Tax deduction for state and local general sales taxes in lieu of state and local income taxes: Taxpayers may deduct state and local general sales taxes paid rather than state and local income taxes paid.
Section 179 expense increase: Small and mid-size business owners can immediately deduct up to $500,000 of qualifying assets rather than over time according to depreciation schedules.
Bonus depreciation: The depreciation expense on new business equipment is 50% in the first year, plus regular depreciation on the other 50%.
Mortgage debt forgiveness: If the bank forgives all or a portion of your qualified personal residence, you do not have to claim it as income through the end of 2014.

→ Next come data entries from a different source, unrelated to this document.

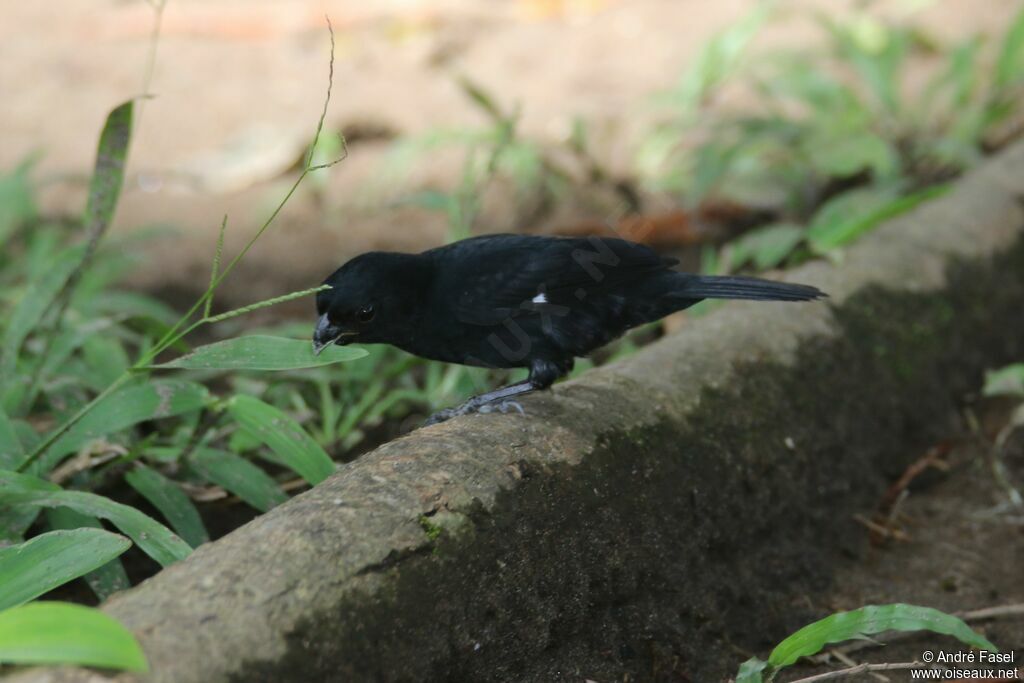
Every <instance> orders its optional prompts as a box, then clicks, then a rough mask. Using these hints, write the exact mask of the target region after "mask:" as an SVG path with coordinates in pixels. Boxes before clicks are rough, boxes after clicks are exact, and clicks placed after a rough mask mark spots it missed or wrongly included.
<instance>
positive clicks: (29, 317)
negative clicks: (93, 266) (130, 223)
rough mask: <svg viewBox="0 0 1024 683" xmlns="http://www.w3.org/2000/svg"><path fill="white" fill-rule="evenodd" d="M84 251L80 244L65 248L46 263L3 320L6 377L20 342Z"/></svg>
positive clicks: (3, 374)
mask: <svg viewBox="0 0 1024 683" xmlns="http://www.w3.org/2000/svg"><path fill="white" fill-rule="evenodd" d="M84 253H85V247H84V246H81V245H80V246H78V247H72V248H71V249H66V250H65V251H62V252H60V254H59V255H57V256H56V258H54V259H52V260H51V261H50V262H49V264H48V267H47V268H46V269H45V270H44V271H43V272H41V273H40V274H39V278H38V279H36V280H33V281H32V282H31V283H29V286H28V287H27V288H26V289H25V292H24V293H23V294H22V296H20V298H19V299H18V301H17V303H16V304H15V305H14V309H13V310H12V311H11V312H10V314H9V315H8V316H7V319H6V321H5V323H6V327H5V328H4V334H3V339H2V347H3V357H2V361H3V367H2V368H0V374H2V375H7V376H9V375H10V374H11V373H12V372H13V370H14V368H15V366H16V360H17V354H18V349H19V348H20V347H22V343H23V342H24V341H25V339H26V337H28V336H29V334H30V333H31V332H32V331H33V329H35V328H36V327H37V326H38V325H39V323H40V321H42V318H43V315H45V314H46V313H47V312H48V311H49V310H50V304H52V303H53V301H54V299H56V296H57V294H59V293H60V291H61V290H62V289H63V286H65V284H66V283H67V282H68V279H69V278H71V273H72V272H74V270H75V268H76V267H78V264H79V263H80V262H81V260H82V255H83V254H84Z"/></svg>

Tax credit for residential energy efficiency improvements (including certain appliances): Homeowners can claim a one-time only energy-efficient home improvement tax credit of up to $500 for the installation of qualified insulation, windows, doors, roofs, water heaters, and heating and air conditioning systems.
Tuition and fees deduction: Qualifying taxpayers are allowed to claim up to $4,000 in education expenses (tuition, enrollment expenses, attendance expenses, student-activity fees, and books/supplies fees).
Research and Development credit: The R&D credit has been extended through the end of 2014.
Deduction for mortgage insurance premiums: Congress allows for a tax deduction for the cost of PMI for homes and vacation homes through the end of 2014.
Educator expense: Eligible educators will receive a deduction of up to $250 for unreimbursed expenses paid for supplies and equipment used in the classroom.
While the passing of this bill is excellent, it should be noted that this could once again mean a delayed tax season.